This work addresses the challenge that adaptive managers (AMs) generated by large language models (LLMs) for context-aware systems (CAS) often fail to meet precise functional behavior requirements. To overcome this limitation, the paper proposes a novel approach that integrates formal verification with iterative LLM-based code generation. The key innovation lies in the introduction of Fine-grained Temporal Constraint Logic (FCL), which is embedded into a “vibe coding” feedback loop to guide the LLM toward producing code compliant with dynamic behavioral specifications. By combining path coverage testing with state trajectory validation, the method efficiently generates functionally correct AMs within just a few iterations, as demonstrated in two CAS case studies. This significantly enhances the correctness and reliability of the generated code while maintaining alignment with rigorous formal constraints.

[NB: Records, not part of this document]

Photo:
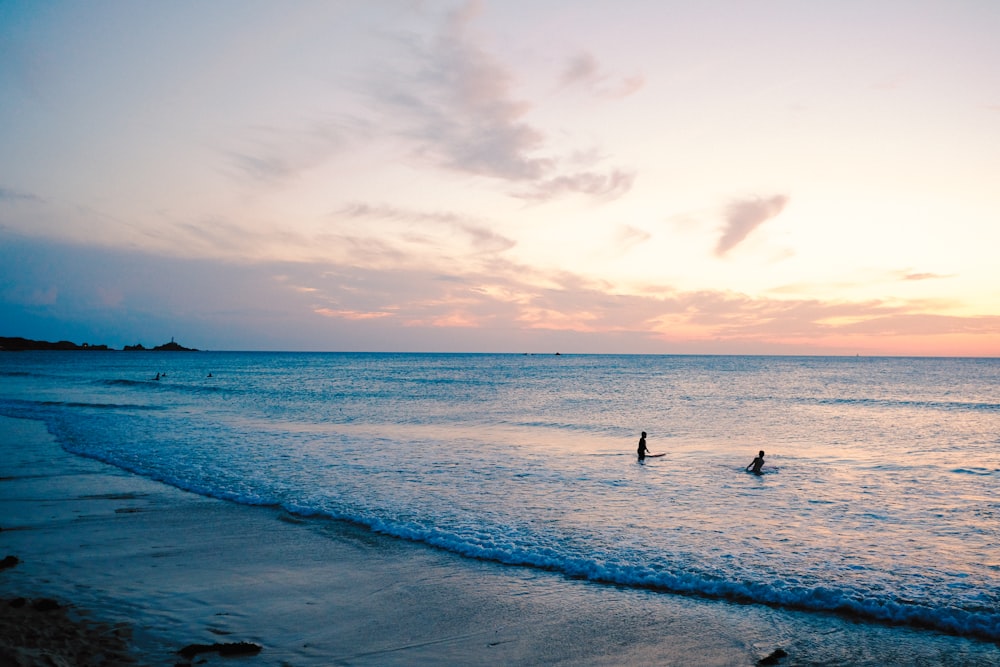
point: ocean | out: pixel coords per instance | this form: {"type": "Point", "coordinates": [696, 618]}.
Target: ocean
{"type": "Point", "coordinates": [879, 499]}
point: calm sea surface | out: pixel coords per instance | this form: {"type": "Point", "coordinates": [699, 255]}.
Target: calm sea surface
{"type": "Point", "coordinates": [881, 497]}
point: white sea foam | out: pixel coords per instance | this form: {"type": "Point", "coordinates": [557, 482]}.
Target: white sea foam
{"type": "Point", "coordinates": [878, 499]}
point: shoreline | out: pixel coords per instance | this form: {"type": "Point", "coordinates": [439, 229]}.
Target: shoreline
{"type": "Point", "coordinates": [167, 568]}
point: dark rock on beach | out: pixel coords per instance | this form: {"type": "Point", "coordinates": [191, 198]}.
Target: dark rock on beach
{"type": "Point", "coordinates": [230, 649]}
{"type": "Point", "coordinates": [773, 659]}
{"type": "Point", "coordinates": [9, 344]}
{"type": "Point", "coordinates": [25, 344]}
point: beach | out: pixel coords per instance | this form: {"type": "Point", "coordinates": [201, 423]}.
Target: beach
{"type": "Point", "coordinates": [155, 569]}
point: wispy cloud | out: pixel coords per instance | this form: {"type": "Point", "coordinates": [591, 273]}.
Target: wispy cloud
{"type": "Point", "coordinates": [585, 71]}
{"type": "Point", "coordinates": [275, 155]}
{"type": "Point", "coordinates": [461, 113]}
{"type": "Point", "coordinates": [917, 276]}
{"type": "Point", "coordinates": [479, 236]}
{"type": "Point", "coordinates": [742, 217]}
{"type": "Point", "coordinates": [605, 186]}
{"type": "Point", "coordinates": [17, 196]}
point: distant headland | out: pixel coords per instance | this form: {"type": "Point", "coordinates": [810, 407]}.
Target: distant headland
{"type": "Point", "coordinates": [24, 345]}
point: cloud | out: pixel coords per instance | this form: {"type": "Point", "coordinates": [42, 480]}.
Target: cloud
{"type": "Point", "coordinates": [62, 291]}
{"type": "Point", "coordinates": [600, 186]}
{"type": "Point", "coordinates": [275, 155]}
{"type": "Point", "coordinates": [480, 238]}
{"type": "Point", "coordinates": [925, 276]}
{"type": "Point", "coordinates": [16, 196]}
{"type": "Point", "coordinates": [584, 70]}
{"type": "Point", "coordinates": [742, 217]}
{"type": "Point", "coordinates": [460, 112]}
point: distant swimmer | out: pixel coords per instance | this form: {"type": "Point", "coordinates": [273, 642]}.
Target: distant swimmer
{"type": "Point", "coordinates": [757, 464]}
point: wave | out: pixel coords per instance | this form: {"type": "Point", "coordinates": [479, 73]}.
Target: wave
{"type": "Point", "coordinates": [164, 384]}
{"type": "Point", "coordinates": [674, 578]}
{"type": "Point", "coordinates": [963, 406]}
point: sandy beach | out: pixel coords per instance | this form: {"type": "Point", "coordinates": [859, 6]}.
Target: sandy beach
{"type": "Point", "coordinates": [140, 570]}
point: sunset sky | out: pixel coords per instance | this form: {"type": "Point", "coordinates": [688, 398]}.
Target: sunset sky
{"type": "Point", "coordinates": [776, 177]}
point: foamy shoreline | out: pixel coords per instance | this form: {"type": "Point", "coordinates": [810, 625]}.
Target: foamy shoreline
{"type": "Point", "coordinates": [181, 569]}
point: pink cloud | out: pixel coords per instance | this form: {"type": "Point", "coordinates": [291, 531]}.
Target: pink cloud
{"type": "Point", "coordinates": [742, 217]}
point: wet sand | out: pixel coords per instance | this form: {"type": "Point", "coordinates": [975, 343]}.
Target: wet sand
{"type": "Point", "coordinates": [140, 566]}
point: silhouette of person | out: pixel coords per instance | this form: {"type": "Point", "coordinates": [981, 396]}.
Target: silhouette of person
{"type": "Point", "coordinates": [642, 447]}
{"type": "Point", "coordinates": [757, 464]}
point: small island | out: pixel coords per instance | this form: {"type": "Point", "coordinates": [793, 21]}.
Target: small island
{"type": "Point", "coordinates": [25, 345]}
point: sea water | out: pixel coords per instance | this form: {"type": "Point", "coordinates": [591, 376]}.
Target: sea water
{"type": "Point", "coordinates": [879, 498]}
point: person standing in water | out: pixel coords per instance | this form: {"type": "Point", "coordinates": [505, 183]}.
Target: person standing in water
{"type": "Point", "coordinates": [642, 447]}
{"type": "Point", "coordinates": [757, 464]}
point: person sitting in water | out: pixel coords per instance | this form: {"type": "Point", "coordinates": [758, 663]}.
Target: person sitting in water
{"type": "Point", "coordinates": [757, 464]}
{"type": "Point", "coordinates": [642, 447]}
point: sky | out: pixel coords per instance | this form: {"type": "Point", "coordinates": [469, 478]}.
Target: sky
{"type": "Point", "coordinates": [716, 177]}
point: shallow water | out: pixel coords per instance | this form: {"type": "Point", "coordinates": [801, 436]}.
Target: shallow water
{"type": "Point", "coordinates": [879, 499]}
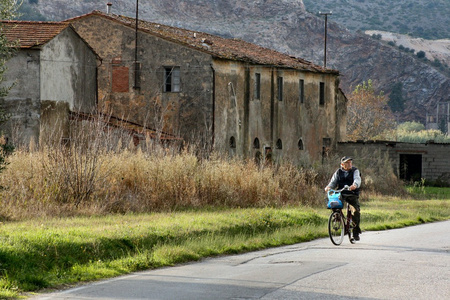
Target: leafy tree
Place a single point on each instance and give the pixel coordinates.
(368, 115)
(396, 100)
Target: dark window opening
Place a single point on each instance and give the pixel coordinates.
(171, 79)
(256, 144)
(280, 88)
(301, 85)
(232, 142)
(120, 79)
(257, 86)
(137, 75)
(322, 94)
(258, 158)
(300, 144)
(279, 144)
(411, 167)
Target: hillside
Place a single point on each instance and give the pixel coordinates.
(285, 25)
(427, 19)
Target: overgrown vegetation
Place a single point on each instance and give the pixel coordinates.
(368, 114)
(50, 253)
(414, 132)
(98, 207)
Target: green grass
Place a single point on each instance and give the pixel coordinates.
(42, 254)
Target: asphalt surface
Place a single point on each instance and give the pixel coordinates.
(408, 263)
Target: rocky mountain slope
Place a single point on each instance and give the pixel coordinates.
(427, 19)
(434, 49)
(285, 25)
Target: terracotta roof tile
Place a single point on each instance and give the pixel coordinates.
(30, 34)
(233, 49)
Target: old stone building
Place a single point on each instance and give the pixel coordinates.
(52, 73)
(241, 98)
(410, 161)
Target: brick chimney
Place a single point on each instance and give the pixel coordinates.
(108, 7)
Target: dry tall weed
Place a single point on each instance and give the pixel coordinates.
(94, 178)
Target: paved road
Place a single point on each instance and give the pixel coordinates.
(409, 263)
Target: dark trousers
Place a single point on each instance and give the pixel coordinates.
(353, 199)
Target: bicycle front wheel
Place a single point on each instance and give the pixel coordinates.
(336, 228)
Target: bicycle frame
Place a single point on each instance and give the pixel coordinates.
(340, 225)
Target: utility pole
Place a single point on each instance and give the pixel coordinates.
(137, 70)
(325, 47)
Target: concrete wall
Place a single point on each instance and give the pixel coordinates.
(433, 159)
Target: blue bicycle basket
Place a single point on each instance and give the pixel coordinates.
(333, 200)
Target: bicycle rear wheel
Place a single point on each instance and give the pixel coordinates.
(336, 228)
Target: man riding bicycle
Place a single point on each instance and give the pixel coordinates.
(350, 176)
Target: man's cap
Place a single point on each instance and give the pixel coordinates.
(345, 159)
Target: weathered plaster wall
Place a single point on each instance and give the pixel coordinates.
(68, 72)
(242, 117)
(23, 100)
(188, 112)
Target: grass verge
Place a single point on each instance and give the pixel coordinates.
(53, 253)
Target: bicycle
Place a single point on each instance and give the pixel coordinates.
(339, 224)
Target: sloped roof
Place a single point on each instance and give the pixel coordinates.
(230, 49)
(30, 34)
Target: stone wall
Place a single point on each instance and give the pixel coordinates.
(430, 161)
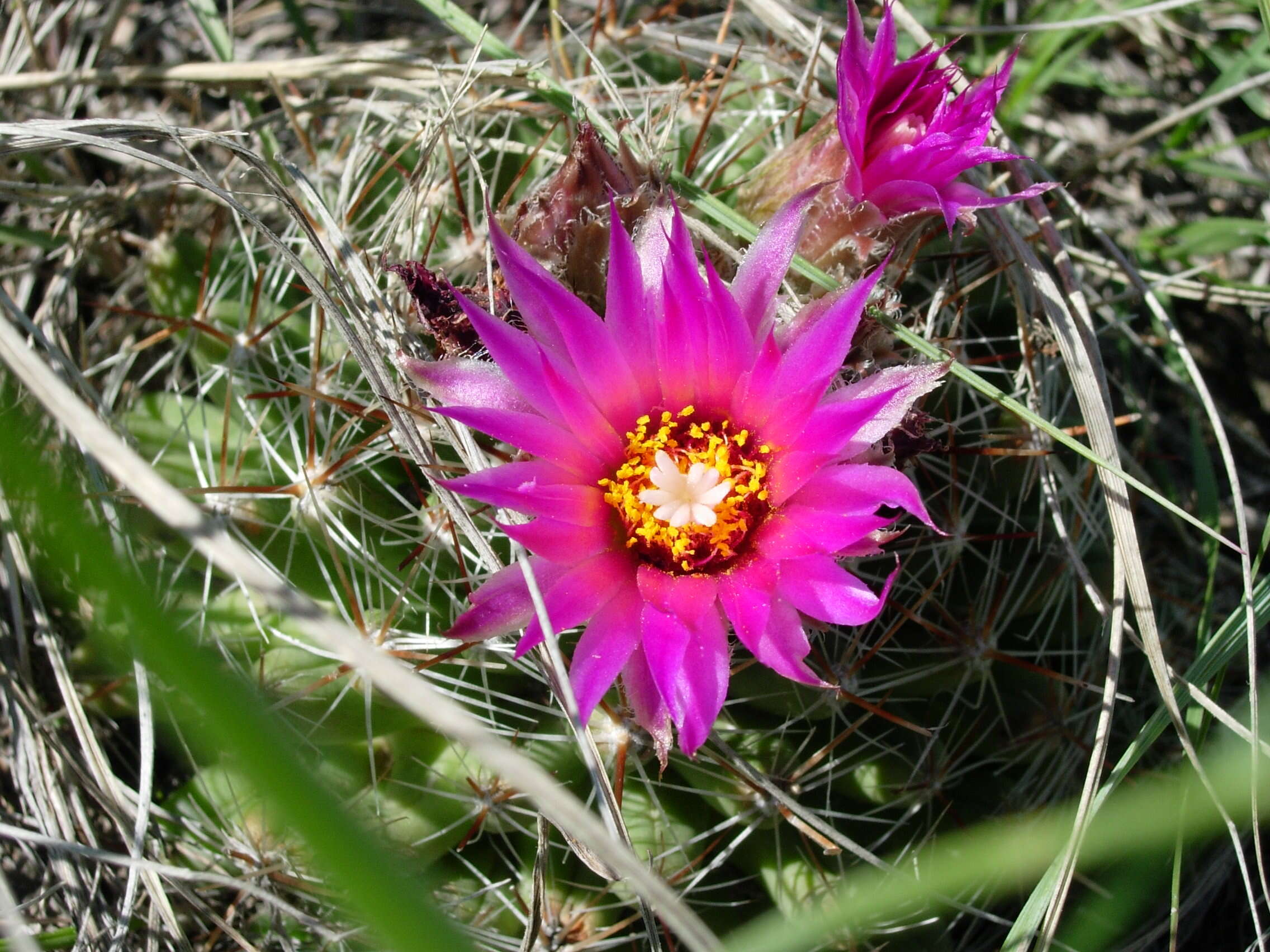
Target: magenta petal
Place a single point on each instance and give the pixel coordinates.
(531, 433)
(535, 489)
(653, 248)
(583, 419)
(819, 587)
(578, 594)
(903, 384)
(817, 356)
(605, 649)
(836, 422)
(627, 310)
(561, 319)
(769, 627)
(704, 684)
(562, 541)
(857, 488)
(797, 532)
(690, 668)
(760, 276)
(502, 604)
(464, 381)
(665, 640)
(688, 597)
(517, 355)
(647, 702)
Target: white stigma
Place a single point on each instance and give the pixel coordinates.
(685, 497)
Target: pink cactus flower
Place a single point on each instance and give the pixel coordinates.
(688, 472)
(907, 139)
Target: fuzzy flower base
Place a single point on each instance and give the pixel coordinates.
(688, 474)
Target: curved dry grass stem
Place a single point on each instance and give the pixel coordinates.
(412, 692)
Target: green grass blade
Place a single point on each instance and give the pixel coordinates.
(998, 855)
(217, 708)
(1212, 661)
(728, 217)
(461, 23)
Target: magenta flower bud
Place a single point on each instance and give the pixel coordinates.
(902, 142)
(688, 472)
(564, 222)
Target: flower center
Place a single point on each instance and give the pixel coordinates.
(690, 492)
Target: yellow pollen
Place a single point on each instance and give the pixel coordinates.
(691, 548)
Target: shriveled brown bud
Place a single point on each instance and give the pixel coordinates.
(564, 224)
(438, 311)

In CAS adaptation, a challenge is to define the dynamic architecture of the system and changes in its behavior. Implementation-wise, this is projected into an adaptation mechanism, typically realized as an Adaptation Manager (AM). With the advances of generative LLMs, generating AM code based on system specification and desired AM behavior (partially in natural language) is a tempting opportunity. The recent introduction of vibe coding suggests a way to target the problem of the correctness of generated code by iterative testing and vibe coding feedback loops instead of direct code inspection. In this paper, we show that generating an AM via vibe coding feedback loops is a viable option when the verification of the generated AM is based on a very precise formulation of the functional requirements. We specify these as constraints in a novel temporal logic FCL that allows us to express the behavior of traces with much finer granularity than classical LTL enables. Furthermore, we show that by combining the adaptation and vibe coding feedback loops where the FCL constraints are evaluated for the current system state, we achieved good results in the experiments with generating AMs for two example systems from the CAS domain. Typically, just a few feedback loop iterations were necessary, each feeding the LLM with reports describing detailed violations of the constraints. This AM testing was combined with high run path coverage achieved by different initial settings.